There was drama in the Transat race yesterday as the tanker Emma was diverted to rescue Bernard Stamm from his upturned yacht about 360 miles south of Newfoundland.

The Swiss sailor was picked up from his vessel in seas only just beginning to calm after storm-force winds. Rescuers were alerted when the ocean racer activated his distress beacon early in the morning.

Aboard the Emma, Stamm said: "I had tried to reduce the speed of the yacht when it was doing 20 knots and had been surfing at 27 knots and the keel was moving rapidly. About 10 seconds after that the keel broke and the yacht went on to its side.

"I knew I was in trouble and after that the yacht capsized and I was finished. It was full of water and I was just praying to get out. I turned on the emergency switch and then took to the life raft and tied it to the stern and I knew I had food and water."

He said the broken keel had been: "a conception that cannot work at high speed."

A second dismasting ended the chances of Vincent Riou, a potential race winner, though a world record was in sight for a man who is already a round-the-world winner. Meanwhile, British boats moved into first and second places in the original - and hardest - singlehanded transatlantic race, run this year over a 2,800-mile course from Plymouth to Boston.

Stamm, who in 2001 set the west-to-east transatlantic record in the same boat, Armor Lux, had already felt the tell-tale vibrations when his 60-foot yacht - which was in the lead but hammering through 40-knot winds and big seas - lost its keel. Once overturned, Stamm set off his emergency signal and contacted the Marine Rescue Coordination Centre.

A Royal Canadian Air Force Hercules from Greenwood, Nova Scotia, made visual and audio contact with Stamm, and arranged the diversion of the commercial ship, supported by the European Fisheries protection vessel Jean Charicot.

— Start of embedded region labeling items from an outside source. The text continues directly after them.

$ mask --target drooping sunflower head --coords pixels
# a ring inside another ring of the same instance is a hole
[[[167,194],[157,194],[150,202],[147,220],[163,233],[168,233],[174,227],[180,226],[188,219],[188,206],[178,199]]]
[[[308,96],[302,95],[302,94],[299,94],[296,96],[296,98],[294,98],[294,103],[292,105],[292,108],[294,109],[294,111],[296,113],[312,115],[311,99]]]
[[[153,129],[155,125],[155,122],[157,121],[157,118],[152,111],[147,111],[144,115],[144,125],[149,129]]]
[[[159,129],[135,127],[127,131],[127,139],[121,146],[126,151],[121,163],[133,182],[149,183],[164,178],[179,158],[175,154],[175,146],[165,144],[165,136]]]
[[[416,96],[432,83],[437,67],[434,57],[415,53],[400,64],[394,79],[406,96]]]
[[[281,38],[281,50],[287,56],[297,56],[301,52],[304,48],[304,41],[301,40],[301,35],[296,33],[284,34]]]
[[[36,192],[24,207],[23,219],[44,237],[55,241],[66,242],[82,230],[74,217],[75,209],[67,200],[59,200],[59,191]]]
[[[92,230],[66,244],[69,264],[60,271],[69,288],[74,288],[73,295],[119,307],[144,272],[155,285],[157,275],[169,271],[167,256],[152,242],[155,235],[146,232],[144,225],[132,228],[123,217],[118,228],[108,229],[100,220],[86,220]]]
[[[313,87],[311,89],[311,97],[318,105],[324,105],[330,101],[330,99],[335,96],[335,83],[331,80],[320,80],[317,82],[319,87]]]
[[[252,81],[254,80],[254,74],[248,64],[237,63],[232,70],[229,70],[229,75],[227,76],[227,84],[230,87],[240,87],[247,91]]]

"It is really difficult to guess what might have happened, but it is obvious he lost a large part of his ballast package," said the British designer Merfyn Owen. The hull was designed to take exactly the loads which were being exerted by the gales and the bumpy seas "so something else must have gone wrong," added Owen. Stamm's survival suit would have helped maintain his body temperature.

Things were also going wrong for Riou, who was dismasted after driving PRB into second place behind Stamm and ahead of Britain's Mike Golding in Ecover and the Kiwi Mike Sanderson in Pindar. Riou had slipped to third when he lost his mast and boom about 500 miles south of Newfoundland.

Golding held a slender lead and had to cope with his own problems. As soon as the race started he lost the hydraulic power which switches the keel from side to side. He has since been pumping it into position by hand. He then temporarily lost the use of his autopilots yesterday morning. But approaching 1,100 miles to the finish Golding had a lead of just seven miles over Sanderson and will need both guile and physical stamina if he is to overcome the vagaries of the weather.

Nearly 700 miles ahead of him, Michel Desjoyeaux, who won the Vendée Globe singlehanded round-the-world race in 2000-2001, but has since switched to multihull racing, was approaching the 400-mile barrier in Géant having seen his lead cut to 50 miles by Thomas Coville in Sodebo. Both should finish today and cut over 24 hours off the record of nine days, 23hr, 21min set in 2000 by Francis Joyon, the man who recently set a new record for sailing the 90 trimaran Idec solo around the world.